What I was saying was sort of vague, so I'm going to formalize here.
Data is coming from some random process X(θ,ω), where θ parameterizes the process and ω captures all the randomness. Let's suppose that for any particular θ, living in the set Θ of parameters where the model is well-defined, it's easy to sample from X(θ,ω). We don't put any particular structure (in particular, cardinality assumptions) on Θ. Since we're being frequentists here, nature's parameter θ' is fixed and unknown. We only get to work with the realization of the random process that actually happens, X' = X(θ',ω').
We have some sort of analysis t(⋅) that returns a scalar; applying it to the random data gives us the random variables t(X(θ,ω)), which is still parameterized by θ and still easy to sample from. We pick some null hypothesis Θ0 ⊂ Θ, usually for scientific or convenience reasons.
We want some measure of how weird/surprising the value t(X') is if θ' were actually in Θ0. One way to do this, if we have a simple null hypothesis Θ0 = { θ0 }, is to calculate the p-value p(X') = P(t(X(θ0,ω)) ≥ t(X')). This can clearly be approximated using samples from t(X(θ0,ω)).
For composite null hypotheses, I guessed that using p(X') = sup{θ0 ∈ Θ0} P(t(X(θ0,ω)) ≥ t(X')) would work. Paraphrasing jsteinhardt, if Θ0 = { θ01, ..., θ0n }, you could approximate p(X') using samples from t(X(θ01,ω)), ... t(X(θ01,ω)), but it's not clear what to do when Θ0 has infinite cardinality. I see two ways forward. One is approximating p(X') by doing the above computation over a finite subset of points in Θ0, chosen by gridding or at random. This should give an approximate lower bound on the p-value, since it might miss θ where the observed data look unexceptional.
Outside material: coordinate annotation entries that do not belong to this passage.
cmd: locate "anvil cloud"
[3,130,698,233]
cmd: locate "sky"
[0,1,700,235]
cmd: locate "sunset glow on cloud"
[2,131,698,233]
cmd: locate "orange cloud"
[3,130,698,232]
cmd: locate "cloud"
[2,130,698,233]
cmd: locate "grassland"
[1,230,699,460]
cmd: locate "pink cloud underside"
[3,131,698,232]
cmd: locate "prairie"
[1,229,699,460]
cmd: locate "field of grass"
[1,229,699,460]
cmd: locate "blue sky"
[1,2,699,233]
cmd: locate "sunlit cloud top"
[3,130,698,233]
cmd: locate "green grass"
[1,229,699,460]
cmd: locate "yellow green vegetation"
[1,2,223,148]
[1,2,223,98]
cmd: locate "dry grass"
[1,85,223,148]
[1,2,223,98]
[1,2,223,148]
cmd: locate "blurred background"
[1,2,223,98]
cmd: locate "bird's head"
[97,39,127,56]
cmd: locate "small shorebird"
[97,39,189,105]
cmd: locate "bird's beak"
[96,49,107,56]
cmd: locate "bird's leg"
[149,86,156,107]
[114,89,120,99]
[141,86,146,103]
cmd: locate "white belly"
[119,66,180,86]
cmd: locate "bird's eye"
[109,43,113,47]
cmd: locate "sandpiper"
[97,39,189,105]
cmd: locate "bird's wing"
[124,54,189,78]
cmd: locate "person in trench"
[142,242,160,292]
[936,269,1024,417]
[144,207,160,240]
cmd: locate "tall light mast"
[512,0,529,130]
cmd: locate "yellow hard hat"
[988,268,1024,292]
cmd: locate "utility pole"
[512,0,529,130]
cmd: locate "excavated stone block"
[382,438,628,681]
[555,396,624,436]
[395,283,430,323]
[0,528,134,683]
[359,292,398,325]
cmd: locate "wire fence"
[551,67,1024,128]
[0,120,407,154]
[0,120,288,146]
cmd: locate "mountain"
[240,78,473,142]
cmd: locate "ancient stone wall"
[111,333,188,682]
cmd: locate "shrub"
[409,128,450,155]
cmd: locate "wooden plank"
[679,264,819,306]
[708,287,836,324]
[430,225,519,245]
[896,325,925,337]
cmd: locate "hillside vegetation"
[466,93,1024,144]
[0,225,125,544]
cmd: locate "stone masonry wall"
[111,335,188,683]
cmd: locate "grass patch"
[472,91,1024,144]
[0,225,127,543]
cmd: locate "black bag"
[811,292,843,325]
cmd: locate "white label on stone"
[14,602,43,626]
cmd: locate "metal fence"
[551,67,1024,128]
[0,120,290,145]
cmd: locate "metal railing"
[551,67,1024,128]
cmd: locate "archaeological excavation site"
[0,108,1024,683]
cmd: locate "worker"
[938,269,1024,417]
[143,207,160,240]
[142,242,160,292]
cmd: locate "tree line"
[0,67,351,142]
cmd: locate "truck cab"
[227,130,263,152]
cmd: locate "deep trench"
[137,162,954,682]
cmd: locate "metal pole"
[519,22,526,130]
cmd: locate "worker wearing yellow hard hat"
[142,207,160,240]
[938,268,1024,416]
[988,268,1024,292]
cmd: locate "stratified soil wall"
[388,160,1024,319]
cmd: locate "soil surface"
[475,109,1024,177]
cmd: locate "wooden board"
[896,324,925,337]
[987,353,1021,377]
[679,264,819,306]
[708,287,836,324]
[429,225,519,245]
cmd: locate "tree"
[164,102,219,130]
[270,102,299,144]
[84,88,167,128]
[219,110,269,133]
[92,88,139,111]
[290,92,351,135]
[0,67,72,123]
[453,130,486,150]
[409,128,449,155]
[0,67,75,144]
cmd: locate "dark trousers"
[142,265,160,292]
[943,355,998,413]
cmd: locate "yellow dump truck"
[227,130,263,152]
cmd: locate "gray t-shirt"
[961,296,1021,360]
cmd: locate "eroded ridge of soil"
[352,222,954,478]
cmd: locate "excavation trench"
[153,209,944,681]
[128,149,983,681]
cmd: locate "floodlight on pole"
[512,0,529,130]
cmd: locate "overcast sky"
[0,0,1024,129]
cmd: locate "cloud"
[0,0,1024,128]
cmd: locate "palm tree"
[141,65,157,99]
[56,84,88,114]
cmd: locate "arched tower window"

If the approximate p-value leads you to fail to reject the null, you can believe it; if it leads you to reject the null, you might be less sure and might want to continue trying more points in Θ0. Maybe this is what jsteinhardt means by saying it "doesn't terminate"? The other way forward might be to use features of t and Θ0, which we do have some control over, to simplify the expression sup{θ0 ∈ Θ0} P(t(X(θ0,ω)) ≥ c). Say, if t(X(θ,ω)) is convex in θ for any ω and Θ0 is a convex bounded polytope living in some Euclidean space, then the supremum only depends on how P(t(X(θ0,ω)) ≥ c) behaves at a finite number of points.
So yeah, things are far more complicated than I claimed and realize now working through it. But you can do sensible things even with a composite null.
Yup I agree with all of that. Nice explanation!
I asked this question on Facebook here, and got some interesting answers, but I thought it would be interesting to ask LessWrong and get a larger range of opinions. I've modified the list of options somewhat.
What explains why some classification, prediction, and regression methods are common in academic social science, while others are common in machine learning and data science?
For instance, I've encountered probit models in some academic social science, but not in machine learning.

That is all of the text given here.